Homework #2

Due: Tues, Jan 19

How to Submit

  1. Assign yourself to a “Group” in Canvas. Select “People” from the menu, then select the “Groups” tab. Click “Join” on a group whose name starts with “HW2”.

    • You must coordinate with your team members to all join the same group. When choosing a group, please use the smallest available group number.

    • Do not add yourself to a group unless you have already coordinated and everyone has agreed to be in a group together.

  2. Upload a single file named HW2.hs for your team for this assignment in Canvas. Only one team member needs to upload the file.

    • Your file must contain the names and ID numbers of each member of your group in a comment at the top of your file. This is to ensure that nobody changed the composition of your group.

    • Your file must compile without errors in GHCi. If some of your code does not work, comment it out. If your code does not compile, the TAs will evaluate it harshly!

    • Do not change the existing doctest comments in the template (the lines starting with >>> and the results underneath). However, you are free to add your own doctest comments in addition to the ones that are there. The TAs will grade using both doctest and manual inspection of your file. If needed, they may also load your file in GHCi to run additional tests.

    • If you can’t solve a problem, you can get partial credit by describing in comments what you tried and where you got stuck. Often times, writing this out helps you get unstuck!

Description

The goal of this assignment is to further develop your functional programming skills. In particular, to get more practice working with data types and defining functions using pattern matching and recursion.

In this assignment, you’ll again be working with binary trees. However, the data type you’re using in this assignment is different from the tree data type from Homework 1 in two ways: First, the type of value stored in each node is now parameterized rather than fixed to Int. This means that you can have trees of integers, characters, boolean values, functions, or any other Haskell type. Second, the unary Leaf constructor has been replaced by a nullary End constructor. This is more flexible since it doesn’t require every node in a tree to have either zero or two children.

Download this template (HW2.template.hs), rename it to HW2.hs, and enter your solutions directly in the file.

For each undefined function in the template, you should:

  1. Write the appropriate type of the function.
  2. Implement the function.

As before, the comment preceding each function gives a brief English description of what the function should do. Additionally, each comment contains doctest examples that illustrate the intended behavior of the function. You can use these examples both to help understand the intended behavior of the function, and as unit tests.

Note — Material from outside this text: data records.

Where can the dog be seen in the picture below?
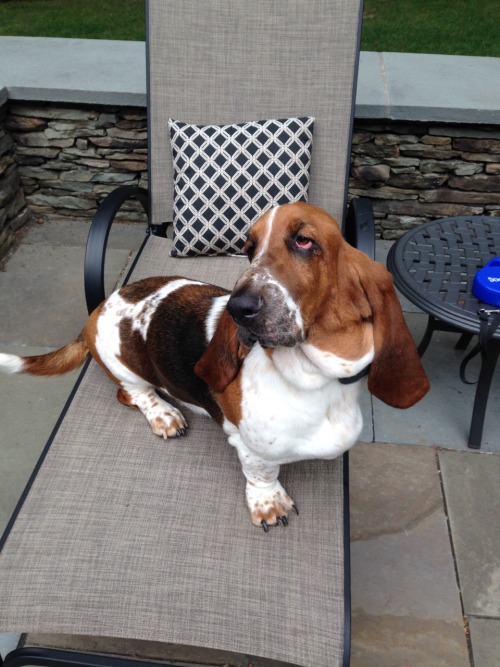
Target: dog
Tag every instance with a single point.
(279, 362)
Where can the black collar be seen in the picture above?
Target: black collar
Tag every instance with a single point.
(356, 377)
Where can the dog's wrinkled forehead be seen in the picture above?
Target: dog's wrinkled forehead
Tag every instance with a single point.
(284, 224)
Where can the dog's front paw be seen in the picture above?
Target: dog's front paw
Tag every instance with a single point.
(167, 425)
(269, 505)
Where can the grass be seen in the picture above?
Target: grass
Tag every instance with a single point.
(457, 27)
(86, 19)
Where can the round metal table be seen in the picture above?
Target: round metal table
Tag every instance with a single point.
(433, 266)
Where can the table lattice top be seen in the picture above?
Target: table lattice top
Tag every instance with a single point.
(434, 266)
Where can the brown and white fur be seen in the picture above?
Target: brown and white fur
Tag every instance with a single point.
(264, 361)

I’ve given the type of the last function you must implement since it involves a type class constraint. The constraint Eq a => means that the function will work for all trees that contain values that can be checked for equality (like integers, characters, and booleans).

Besides Haskell lists and the types defined in the template, you’ll also need Haskell’s Maybe data type. We covered this briefly in class, but if you need a refresher, see Chapter 3 of Brent Yorgey’s Intro to Haskell.